The morphology of scars varies among a wide variation of colors, sizes, and shapes. They may be raised, flattened, wide, or narrow, with straight or corrugated borders. Altered sensation such as pruritus, numbness, and even frank pain may accompany scar formation. The location of the scar should be carefully documented with an assessment of the adjoining structures or units of face or neck that may be influenced by its repair. Color matches should be considered if nearby tissues will be used to facilitate repair. The full three-dimensional configuration of the scar should be documented in units of measure such as millimeters. Also important are the directional tendencies and vector forces influencing the scar, especially with respect to the relaxed skin tension lines of the face and neck ( Fig. 2-2 ).

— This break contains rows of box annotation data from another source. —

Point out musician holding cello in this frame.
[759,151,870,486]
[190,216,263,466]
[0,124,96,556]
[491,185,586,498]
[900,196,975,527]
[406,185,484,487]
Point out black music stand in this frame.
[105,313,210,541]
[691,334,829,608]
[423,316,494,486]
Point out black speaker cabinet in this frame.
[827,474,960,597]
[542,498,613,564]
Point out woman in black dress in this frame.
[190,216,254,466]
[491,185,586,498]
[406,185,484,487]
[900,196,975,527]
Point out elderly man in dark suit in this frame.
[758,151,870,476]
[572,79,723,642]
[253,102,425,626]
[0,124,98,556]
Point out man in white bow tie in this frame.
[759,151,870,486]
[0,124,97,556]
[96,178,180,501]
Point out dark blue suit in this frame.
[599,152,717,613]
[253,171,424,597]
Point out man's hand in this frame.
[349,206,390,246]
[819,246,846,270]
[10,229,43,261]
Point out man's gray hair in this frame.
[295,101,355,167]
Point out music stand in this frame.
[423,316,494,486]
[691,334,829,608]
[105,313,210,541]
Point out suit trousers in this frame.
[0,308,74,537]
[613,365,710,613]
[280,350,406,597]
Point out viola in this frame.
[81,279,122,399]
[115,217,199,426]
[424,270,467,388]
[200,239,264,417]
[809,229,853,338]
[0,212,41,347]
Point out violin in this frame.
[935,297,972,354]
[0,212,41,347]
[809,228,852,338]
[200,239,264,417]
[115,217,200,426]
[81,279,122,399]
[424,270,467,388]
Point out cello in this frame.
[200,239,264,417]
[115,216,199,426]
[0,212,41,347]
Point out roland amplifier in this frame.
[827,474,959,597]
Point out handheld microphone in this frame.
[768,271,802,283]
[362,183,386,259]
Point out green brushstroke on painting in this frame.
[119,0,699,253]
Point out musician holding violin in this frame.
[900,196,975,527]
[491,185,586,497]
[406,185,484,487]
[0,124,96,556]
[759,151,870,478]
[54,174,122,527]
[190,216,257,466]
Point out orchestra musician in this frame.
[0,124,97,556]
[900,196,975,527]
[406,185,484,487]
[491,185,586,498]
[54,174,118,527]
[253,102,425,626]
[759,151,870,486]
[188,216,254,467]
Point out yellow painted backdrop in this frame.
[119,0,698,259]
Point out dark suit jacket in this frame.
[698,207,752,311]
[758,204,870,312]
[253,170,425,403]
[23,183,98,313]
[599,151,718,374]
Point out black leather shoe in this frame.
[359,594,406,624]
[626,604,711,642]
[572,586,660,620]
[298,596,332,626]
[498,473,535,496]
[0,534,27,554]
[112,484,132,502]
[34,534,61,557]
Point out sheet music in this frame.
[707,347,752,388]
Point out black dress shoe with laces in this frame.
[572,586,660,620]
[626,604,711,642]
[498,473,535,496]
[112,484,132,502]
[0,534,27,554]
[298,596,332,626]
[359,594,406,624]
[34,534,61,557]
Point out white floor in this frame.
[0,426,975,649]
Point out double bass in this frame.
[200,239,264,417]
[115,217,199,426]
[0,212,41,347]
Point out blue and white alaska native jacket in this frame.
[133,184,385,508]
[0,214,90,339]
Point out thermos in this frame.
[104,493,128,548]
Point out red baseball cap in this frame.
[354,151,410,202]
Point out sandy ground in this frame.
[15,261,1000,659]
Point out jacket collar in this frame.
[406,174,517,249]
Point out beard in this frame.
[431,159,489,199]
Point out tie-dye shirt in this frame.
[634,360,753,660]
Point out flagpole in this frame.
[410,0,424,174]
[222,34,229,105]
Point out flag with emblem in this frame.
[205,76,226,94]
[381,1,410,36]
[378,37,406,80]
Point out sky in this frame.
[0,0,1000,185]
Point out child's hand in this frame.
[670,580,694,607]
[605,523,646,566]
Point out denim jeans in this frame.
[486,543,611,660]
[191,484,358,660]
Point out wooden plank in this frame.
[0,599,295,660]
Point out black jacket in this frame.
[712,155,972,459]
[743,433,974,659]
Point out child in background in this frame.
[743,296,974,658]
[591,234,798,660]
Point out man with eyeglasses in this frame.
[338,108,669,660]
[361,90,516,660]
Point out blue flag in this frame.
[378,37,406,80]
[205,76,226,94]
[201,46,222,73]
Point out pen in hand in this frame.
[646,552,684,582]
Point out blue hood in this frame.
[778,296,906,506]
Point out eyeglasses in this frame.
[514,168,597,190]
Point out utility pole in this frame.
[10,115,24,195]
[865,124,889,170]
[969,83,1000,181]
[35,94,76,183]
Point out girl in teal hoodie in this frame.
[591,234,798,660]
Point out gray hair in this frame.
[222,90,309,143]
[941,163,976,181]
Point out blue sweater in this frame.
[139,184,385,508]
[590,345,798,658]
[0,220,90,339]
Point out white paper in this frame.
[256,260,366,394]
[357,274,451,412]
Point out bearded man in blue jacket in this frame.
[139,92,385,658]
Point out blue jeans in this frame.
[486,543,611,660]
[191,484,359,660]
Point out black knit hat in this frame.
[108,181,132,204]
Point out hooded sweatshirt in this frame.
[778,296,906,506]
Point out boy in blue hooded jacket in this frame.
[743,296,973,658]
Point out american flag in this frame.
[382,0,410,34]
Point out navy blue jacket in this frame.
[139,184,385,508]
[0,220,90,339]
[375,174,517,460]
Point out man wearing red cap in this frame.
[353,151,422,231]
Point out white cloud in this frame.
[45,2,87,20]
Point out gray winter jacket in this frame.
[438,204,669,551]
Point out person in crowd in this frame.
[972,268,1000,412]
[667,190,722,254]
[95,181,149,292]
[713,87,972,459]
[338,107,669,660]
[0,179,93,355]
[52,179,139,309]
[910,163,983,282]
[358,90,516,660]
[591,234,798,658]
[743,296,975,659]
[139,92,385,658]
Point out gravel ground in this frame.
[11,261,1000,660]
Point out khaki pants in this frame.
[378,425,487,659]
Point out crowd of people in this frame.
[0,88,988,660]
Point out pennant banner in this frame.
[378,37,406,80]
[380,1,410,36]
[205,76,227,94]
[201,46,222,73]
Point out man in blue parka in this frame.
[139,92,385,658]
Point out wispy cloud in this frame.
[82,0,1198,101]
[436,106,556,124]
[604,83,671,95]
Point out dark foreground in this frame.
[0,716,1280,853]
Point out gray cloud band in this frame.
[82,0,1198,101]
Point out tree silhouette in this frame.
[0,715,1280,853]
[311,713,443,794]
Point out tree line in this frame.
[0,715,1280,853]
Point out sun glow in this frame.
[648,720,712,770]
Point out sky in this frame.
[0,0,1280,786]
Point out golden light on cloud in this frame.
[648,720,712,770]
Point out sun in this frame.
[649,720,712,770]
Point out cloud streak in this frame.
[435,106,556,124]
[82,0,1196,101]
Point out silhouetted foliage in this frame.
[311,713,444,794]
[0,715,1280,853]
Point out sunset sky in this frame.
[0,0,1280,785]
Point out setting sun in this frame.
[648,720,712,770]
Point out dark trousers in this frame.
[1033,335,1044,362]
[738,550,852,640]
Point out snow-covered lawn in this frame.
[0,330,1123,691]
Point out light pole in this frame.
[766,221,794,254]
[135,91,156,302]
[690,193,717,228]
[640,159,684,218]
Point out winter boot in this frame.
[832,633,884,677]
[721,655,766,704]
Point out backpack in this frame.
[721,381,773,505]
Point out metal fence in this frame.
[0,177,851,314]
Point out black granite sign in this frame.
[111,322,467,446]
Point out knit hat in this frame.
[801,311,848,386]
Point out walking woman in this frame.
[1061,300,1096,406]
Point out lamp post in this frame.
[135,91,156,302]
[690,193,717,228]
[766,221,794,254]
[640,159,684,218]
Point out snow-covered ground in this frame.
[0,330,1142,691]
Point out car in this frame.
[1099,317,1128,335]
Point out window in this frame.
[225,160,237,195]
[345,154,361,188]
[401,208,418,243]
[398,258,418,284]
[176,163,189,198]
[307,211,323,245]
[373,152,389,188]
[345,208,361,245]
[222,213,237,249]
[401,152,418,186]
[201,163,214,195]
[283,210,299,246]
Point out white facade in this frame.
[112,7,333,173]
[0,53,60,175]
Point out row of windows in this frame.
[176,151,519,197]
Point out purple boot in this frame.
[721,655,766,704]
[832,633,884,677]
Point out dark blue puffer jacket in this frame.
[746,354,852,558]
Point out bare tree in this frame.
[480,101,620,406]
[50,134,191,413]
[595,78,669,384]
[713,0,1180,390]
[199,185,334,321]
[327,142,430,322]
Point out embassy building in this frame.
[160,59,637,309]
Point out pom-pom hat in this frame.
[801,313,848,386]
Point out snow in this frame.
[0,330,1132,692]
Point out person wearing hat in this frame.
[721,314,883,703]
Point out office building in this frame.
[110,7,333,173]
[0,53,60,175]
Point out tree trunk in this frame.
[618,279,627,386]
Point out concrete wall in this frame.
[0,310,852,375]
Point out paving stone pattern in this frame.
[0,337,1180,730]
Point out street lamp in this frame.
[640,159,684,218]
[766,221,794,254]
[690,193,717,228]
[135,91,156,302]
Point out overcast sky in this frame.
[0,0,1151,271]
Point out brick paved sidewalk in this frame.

The timing of scar revision is influenced by a variety of factors. These include the type and location of injury and psychological state of the patient, including his or her realistic expectations of the potential outcomes of revision surgery. Depending on the treatment techniques employed, the timing of revision may vary. In general, scar revision should not be performed until the scar is considered mature. This usually is in the range of 6 to 12 months, though some techniques such as dermabrasion may be performed earlier.
Treatment and Reconstructive Goals
The reconstructive goal in most situations would be to create a scar that more closely resembles the surrounding tissues, rather than to remove the scar, which may be unrealistic. Other specific reconstructive goals include creating a scar that (1) is flat and level with the surrounding skin, (2) has an appropriate color match, (3) is narrow, (4) is parallel to the favorable skin lines, and (5) avoids straight and unbroken lines. Attention to the details of wound management in its primary repair phase is critical for preventing excessive scarring. The surgeon should remain steadfast to current accepted treatment and reconstructive goals and their realistic expectations of the potential outcomes of revision surgery. An analysis of the scar’s psychological impact on the patient and his or her expectation of the outcome of revision is also of utmost importance. Furthermore, the patient should be aware that several secondary procedures may be necessary to achieve optimal results.
Specific Treatment and Techniques
A variety of scar modifying techniques may be selected based on the scar analysis, treatment timing, and reconstructive goals. These techniques can be subdivided into three broad categories: excisional, irregularization, and epithelial abrasion techniques. Multiple techniques combined with appropriate staging usually offer the best outcomes. The patient must be informed that scars cannot be removed, but their unsightly nature can be modified to become more acceptable esthetically and functionally through adroit scar analysis and meticulous techniques.